Hi, If you're reading this, it's probably because you've been listening to my weekly Spotify playlists. Thanks for doing that. But now here's a rather counterintuitive rant about why Spotify and services like it should not be your only source for music.
I love music. I love a LOT of different styles, genres, etc. of music. Once in a while, an album or song I like suddenly disappears from services like Spotify, Apple Music, Tidal, Deezer, YouTube Music, et al. and it never fails to drive me crazy. See, how these services all work is that the artist or label provides, along with the actual music, a license to stream that piece of music. Those licenses have expiry dates. So typically, the reason music disappears from streaming services is either A) the artist or label has purposefully revoked the license, or B) the streaming service (or the artist/label) lets the license expire and has not yet negotiated a new license.
All of this is to say that we are venturing into a sort of post-ownership society, where everything is rented, and nothing is truly YOURS. And this kind of scares me.
So what is the solution? Well, you could always go with a service such as Bandcamp, which allows you to purchase and download music, DRM-Free (more on DRM, copy protection schemes, and the history thereof in a future post perhaps), directly from the artist. Now, at the risk of going on a bit of a tangent, I love Bandcamp, and I love how they directly support the artists on their platform. See, streaming services are a fantastic way to introduce yourself to new music without having to invest much money, time, or effort into doing so. Unfortunately, this extreme level of convenience, like so many other things in our modern digital lifestyle, comes at a cost; both to us as consumers, but also to artists. Much has been said about artists being underpaid by companies like Apple and Spotify, who license their music but, in the majority of cases, pay fractions of a cent per stream to the artist. I'm not here to discuss the ethics behind that (or my role as a complicit contributor to the problem by using streaming services myself), but it needs to be said.
With that in mind, while Bandcamp is great for NEW music, what about older music? Honestly, the only solution here, really, is to buy a physical copy. You can still buy CD players on Amazon if vinyl isn't something you want to collect. And if you want to purchase that music? Discogs has you covered. This is precisely what I've been doing. Too much of my favourite music has been slowly evaporating from Spotify and Apple Music, and this has prompted me to start up a CD collection again, after having ditched physical media wholeheartedly several years ago. And if doing all your shopping online isn't something you're interested in, there are of course always second-hand markets such as thrift stores and sites like Facebook's Marketplace or Kijiji. I've had success in both, but honestly, you can't beat Discogs in terms of quality, but that kinda goes without saying.

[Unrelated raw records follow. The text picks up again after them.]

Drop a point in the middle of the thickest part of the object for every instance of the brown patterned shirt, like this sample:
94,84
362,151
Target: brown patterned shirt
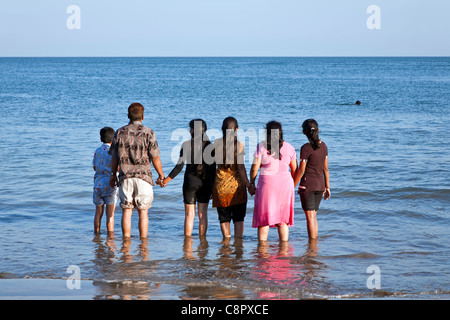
134,146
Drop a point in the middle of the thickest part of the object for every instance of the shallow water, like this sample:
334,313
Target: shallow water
388,163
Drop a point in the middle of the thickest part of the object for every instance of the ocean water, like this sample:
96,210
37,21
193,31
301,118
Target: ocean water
383,234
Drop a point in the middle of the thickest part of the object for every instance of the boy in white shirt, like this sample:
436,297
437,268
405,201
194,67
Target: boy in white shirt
103,194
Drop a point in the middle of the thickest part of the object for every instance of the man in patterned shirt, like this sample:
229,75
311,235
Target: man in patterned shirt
133,149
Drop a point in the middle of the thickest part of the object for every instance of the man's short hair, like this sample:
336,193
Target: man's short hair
135,111
107,134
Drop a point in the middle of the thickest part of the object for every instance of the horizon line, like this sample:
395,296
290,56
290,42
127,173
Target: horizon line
238,56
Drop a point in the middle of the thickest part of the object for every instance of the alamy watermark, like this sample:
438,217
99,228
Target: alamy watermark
374,280
374,20
73,22
74,280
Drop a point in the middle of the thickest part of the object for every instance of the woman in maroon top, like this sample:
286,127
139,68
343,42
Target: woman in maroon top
313,175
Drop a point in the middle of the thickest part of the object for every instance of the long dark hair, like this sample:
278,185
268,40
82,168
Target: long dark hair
229,123
311,131
199,139
274,141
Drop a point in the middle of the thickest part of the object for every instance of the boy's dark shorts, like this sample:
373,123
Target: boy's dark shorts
236,212
196,190
311,200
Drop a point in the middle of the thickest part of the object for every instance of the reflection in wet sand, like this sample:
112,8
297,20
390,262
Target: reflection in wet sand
226,269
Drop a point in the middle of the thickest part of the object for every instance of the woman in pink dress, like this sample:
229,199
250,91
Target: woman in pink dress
274,197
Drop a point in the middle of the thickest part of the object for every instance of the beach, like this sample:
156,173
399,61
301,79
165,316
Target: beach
386,220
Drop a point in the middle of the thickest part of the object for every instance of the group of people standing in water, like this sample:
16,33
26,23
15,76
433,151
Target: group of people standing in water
217,170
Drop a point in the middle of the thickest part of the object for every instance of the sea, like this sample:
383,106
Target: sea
383,234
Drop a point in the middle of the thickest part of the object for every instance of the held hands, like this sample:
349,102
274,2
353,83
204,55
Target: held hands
162,182
113,182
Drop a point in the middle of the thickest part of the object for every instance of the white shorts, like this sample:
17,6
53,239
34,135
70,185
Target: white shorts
135,193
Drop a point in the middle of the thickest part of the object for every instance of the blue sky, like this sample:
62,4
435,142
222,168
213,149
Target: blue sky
225,28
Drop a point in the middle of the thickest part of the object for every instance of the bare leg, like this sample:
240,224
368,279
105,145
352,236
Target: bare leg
263,233
98,218
283,232
225,228
143,223
126,222
189,210
110,208
203,218
311,224
239,229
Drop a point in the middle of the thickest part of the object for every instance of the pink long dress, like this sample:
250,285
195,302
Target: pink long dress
275,196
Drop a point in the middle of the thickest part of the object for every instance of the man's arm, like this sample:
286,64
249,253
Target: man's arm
114,168
158,167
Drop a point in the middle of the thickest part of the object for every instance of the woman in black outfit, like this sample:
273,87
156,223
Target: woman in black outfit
198,177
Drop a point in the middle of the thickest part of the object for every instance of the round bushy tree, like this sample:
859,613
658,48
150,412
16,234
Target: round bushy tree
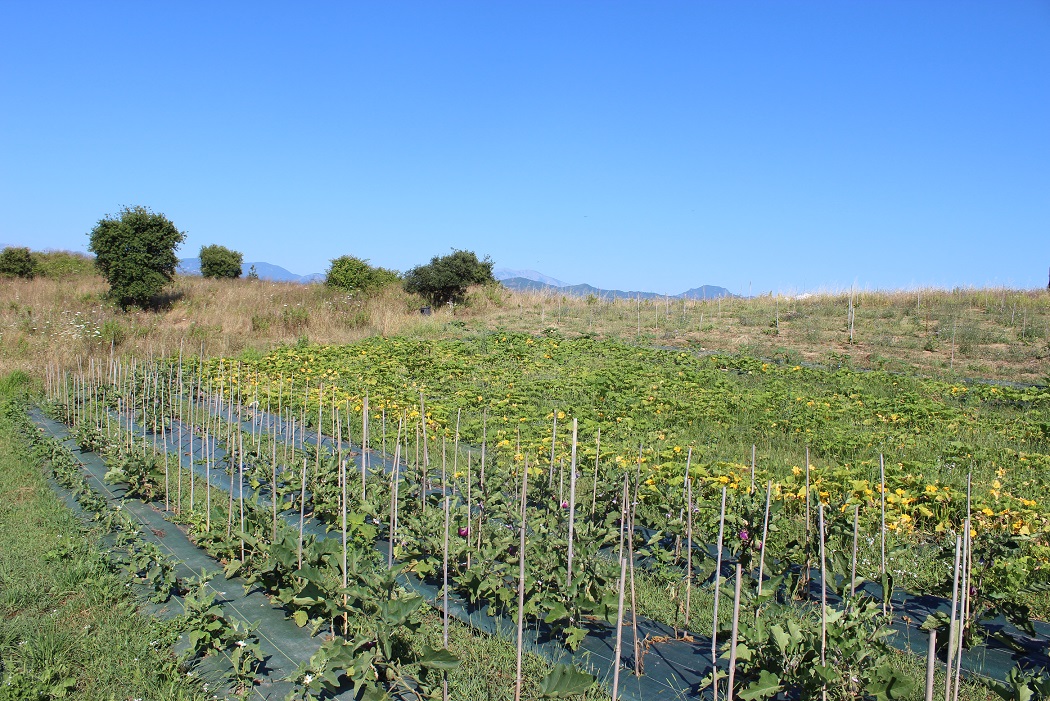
221,261
135,253
17,261
356,275
446,278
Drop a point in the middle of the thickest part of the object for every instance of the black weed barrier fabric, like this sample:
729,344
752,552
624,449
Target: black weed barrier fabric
284,644
673,668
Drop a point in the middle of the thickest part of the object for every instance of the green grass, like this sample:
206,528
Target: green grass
68,625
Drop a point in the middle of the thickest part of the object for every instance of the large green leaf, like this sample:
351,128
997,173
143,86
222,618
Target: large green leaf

At the end of the day, none of this is to say that streaming services are inherently bad, or wrong, or evil. They're businesses that exist in a capitalist marketplace, and as such, they have to do what is best for them to continue generating revenue and profits. Where I see Spotify and other streaming services fitting into my life going forward hasn't changed much, and likely won't. For me, collecting physical media is more of an insurance against the fickle nature of streaming services; it's an extra cost, but one I'm willing to incur if it means I'll always have access to my favourite music. On top of that, in some small way it means I'm able to preserve and protect the music I love so that hopefully, future generations can listen to these albums and artists, even after I'm gone, and as a music nerd, that means the world to me.